Corinne Bassin has worked in both the private and public sectors with experience across oceanography, scientific programming, software development, and data. She has a B.S. in Math/Applied Science from UC Los Angeles and an M.S. in Interdisciplinary Marine Science from UC Santa Barbara. Following graduate school, Corinne worked as an oceanographic researcher at the University of Washington Applied Physics Laboratory, clocking in many hours aboard research vessels on Puget Sound. She then went on to work as a data analyst and software engineer in the technology sector with a focus on temporal and spatial data. Before joining Schmidt Ocean Institute, Corinne was contracted to NOAA Fisheries as a developer on a variety of software and analytical tools for scientists. She led the NOAA Fisheries Integrated Toolbox, coordinating a national effort to centralize access to fisheries modeling software. She led a grassroots effort to adopt strategies to encourage open-source software development across NOAA Fisheries.

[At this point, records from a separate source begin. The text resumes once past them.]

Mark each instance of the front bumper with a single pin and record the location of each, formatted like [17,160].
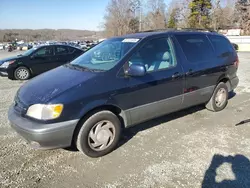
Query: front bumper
[43,136]
[3,72]
[234,83]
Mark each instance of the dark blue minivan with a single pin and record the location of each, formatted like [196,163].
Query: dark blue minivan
[121,82]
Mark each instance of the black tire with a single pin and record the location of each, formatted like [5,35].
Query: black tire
[82,138]
[212,105]
[26,71]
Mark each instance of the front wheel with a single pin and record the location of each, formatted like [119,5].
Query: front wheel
[22,73]
[219,98]
[99,134]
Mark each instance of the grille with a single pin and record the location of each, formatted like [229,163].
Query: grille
[19,106]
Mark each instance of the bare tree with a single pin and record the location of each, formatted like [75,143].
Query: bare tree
[156,16]
[242,10]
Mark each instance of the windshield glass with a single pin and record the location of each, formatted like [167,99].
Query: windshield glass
[28,52]
[105,55]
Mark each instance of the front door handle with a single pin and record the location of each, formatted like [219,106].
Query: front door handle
[176,75]
[189,72]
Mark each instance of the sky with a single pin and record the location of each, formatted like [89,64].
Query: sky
[52,14]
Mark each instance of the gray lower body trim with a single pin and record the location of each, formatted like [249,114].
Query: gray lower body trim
[46,136]
[234,83]
[198,97]
[153,110]
[156,109]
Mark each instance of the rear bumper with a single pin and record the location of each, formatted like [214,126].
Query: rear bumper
[3,72]
[43,136]
[234,83]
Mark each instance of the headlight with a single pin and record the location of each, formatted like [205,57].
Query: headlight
[45,112]
[6,64]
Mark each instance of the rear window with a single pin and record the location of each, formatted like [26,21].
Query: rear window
[197,48]
[221,45]
[61,50]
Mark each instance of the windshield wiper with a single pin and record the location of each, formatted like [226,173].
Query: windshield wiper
[83,68]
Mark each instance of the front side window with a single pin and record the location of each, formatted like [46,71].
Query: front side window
[221,45]
[105,55]
[196,48]
[157,54]
[44,51]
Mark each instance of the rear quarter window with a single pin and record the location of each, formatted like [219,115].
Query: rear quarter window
[197,48]
[221,45]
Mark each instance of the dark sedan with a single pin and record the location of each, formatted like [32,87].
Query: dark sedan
[37,60]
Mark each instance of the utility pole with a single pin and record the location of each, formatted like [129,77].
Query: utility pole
[140,19]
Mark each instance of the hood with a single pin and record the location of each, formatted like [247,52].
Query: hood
[43,88]
[9,59]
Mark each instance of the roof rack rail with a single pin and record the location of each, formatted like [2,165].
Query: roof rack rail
[180,29]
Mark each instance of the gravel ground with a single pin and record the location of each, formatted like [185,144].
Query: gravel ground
[191,148]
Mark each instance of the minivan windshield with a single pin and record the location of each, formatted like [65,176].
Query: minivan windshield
[28,52]
[105,55]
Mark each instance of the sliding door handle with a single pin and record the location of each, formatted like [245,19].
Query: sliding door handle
[176,75]
[190,72]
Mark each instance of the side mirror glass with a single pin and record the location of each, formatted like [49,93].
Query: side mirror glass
[136,70]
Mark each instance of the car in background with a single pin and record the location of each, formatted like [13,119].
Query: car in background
[37,60]
[236,47]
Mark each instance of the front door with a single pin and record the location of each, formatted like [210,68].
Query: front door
[42,60]
[158,92]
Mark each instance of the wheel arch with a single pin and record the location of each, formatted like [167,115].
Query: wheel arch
[123,117]
[225,79]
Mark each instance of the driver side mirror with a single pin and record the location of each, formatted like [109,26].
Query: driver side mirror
[136,70]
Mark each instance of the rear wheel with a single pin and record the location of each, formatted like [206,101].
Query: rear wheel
[219,98]
[99,134]
[22,73]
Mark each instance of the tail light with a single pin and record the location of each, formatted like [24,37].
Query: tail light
[236,63]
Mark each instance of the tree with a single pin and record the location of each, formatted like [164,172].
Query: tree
[216,15]
[243,11]
[200,13]
[173,18]
[156,16]
[222,16]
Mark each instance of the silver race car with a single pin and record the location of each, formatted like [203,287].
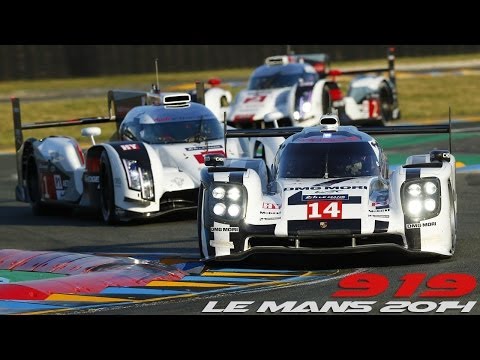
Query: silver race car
[328,191]
[296,90]
[151,166]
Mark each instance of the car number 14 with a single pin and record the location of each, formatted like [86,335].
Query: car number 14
[324,210]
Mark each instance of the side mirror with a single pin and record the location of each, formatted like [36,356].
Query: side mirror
[91,132]
[440,155]
[214,160]
[273,117]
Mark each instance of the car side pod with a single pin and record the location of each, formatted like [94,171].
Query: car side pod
[214,160]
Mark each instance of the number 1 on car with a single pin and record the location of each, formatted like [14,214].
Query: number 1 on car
[324,210]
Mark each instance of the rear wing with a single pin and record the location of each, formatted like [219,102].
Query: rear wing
[380,130]
[390,68]
[18,127]
[320,62]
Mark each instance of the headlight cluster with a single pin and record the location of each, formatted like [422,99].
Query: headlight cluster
[421,198]
[228,201]
[139,179]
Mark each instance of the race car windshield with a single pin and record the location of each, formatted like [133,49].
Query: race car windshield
[280,80]
[328,160]
[360,93]
[180,131]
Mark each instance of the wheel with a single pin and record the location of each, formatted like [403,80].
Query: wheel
[386,103]
[34,189]
[107,191]
[326,101]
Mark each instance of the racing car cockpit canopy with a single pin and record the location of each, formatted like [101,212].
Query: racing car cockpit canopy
[279,76]
[168,125]
[328,160]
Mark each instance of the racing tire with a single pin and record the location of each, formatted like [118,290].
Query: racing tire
[326,101]
[107,191]
[386,103]
[34,190]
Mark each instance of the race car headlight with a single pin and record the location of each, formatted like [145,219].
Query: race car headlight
[218,192]
[414,189]
[234,210]
[228,202]
[421,198]
[429,204]
[133,174]
[139,179]
[219,209]
[430,188]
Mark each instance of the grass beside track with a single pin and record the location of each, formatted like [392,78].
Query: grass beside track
[421,97]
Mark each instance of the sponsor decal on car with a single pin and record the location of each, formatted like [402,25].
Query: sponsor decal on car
[224,229]
[271,206]
[420,225]
[325,197]
[318,187]
[128,147]
[218,243]
[199,148]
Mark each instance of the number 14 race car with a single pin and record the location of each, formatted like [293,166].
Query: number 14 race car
[328,191]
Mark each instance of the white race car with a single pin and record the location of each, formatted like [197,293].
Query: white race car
[285,91]
[328,191]
[151,166]
[372,98]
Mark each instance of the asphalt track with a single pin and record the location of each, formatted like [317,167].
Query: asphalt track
[310,282]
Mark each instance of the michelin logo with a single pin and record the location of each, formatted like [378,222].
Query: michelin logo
[325,197]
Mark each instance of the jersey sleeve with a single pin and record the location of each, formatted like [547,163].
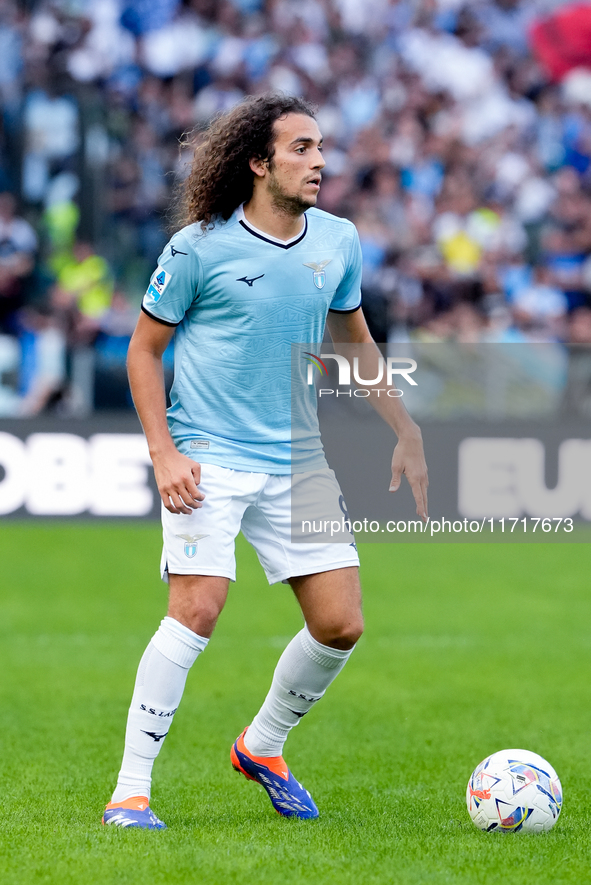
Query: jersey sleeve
[347,298]
[175,283]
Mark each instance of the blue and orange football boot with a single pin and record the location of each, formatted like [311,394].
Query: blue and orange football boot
[134,812]
[288,796]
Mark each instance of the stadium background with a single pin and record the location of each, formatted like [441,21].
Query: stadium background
[458,139]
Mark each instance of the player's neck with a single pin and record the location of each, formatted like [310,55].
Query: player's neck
[265,217]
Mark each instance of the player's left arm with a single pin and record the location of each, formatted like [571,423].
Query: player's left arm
[408,458]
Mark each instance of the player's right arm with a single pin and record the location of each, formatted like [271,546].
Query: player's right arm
[177,476]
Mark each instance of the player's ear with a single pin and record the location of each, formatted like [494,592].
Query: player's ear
[259,166]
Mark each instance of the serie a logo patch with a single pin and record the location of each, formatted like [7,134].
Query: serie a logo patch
[158,283]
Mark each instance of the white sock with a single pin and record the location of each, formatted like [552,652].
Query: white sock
[159,686]
[304,671]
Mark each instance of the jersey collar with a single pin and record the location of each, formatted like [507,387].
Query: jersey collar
[283,244]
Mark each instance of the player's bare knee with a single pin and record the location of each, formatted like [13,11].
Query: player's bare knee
[341,635]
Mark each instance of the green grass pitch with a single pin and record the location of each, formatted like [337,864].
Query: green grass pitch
[468,649]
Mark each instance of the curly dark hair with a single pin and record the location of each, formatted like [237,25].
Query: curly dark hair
[221,178]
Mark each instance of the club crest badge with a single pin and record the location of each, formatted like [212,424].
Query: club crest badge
[319,274]
[191,543]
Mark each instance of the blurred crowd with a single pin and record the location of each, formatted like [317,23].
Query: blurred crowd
[455,139]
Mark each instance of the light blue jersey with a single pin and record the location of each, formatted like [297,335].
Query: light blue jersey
[239,299]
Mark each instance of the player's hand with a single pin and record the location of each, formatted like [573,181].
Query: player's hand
[177,478]
[409,458]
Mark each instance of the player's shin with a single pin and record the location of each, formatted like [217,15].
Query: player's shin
[158,690]
[304,671]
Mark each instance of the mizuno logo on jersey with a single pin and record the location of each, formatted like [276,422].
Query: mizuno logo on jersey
[319,274]
[251,281]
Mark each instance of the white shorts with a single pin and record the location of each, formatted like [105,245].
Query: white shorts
[202,542]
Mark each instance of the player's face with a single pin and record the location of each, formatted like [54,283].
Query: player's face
[293,176]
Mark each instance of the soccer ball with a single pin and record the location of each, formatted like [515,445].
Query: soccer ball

Corinne has a special interest in developing and designing data visualizations that combine scientific integrity with beautiful user experiences. She enjoys exploring ways to create engaging and informative data stories, especially those centered on earth observation data. As Data Platform Manager, she will work to increase the availability and accessibility of Schmidt Ocean Institute’s data.


Yahong Rosa Zheng

Yahong Rosa Zheng received the Ph.D. degree from Carleton University, Ottawa, ONT, Canada, in 2002. She worked in industry for seven years and worked in companies in China, Australia, and Canada. She was an NSERC Postdoctoral Fellow for two years with the University of Missouri-Columbia. Then, she was on the faculty of the Department of Electrical and Computer Engineering at the Missouri University of Science and Technology for 13 years. She joined Lehigh University in Aug. 2018 as a professor in the ECE department. Her research interests include underwater and underground IoT, wireless communications, wireless sensor networks, compressive sensing, machine learning and robotics. She has served as a Technical Program Committee (TPC) member for many IEEE international conferences and Associate Editor for three IEEE journals. She is currently a senior editor for IEEE Vehicular Technology Magazine and an Associate Editor for the IEEE Journal of Oceanic Engineering. She is the recipient of an NSF faculty CAREER award in 2009. She has been an IEEE fellow and a Distinguished Lecturer of IEEE Vehicular Technology Society since 2015.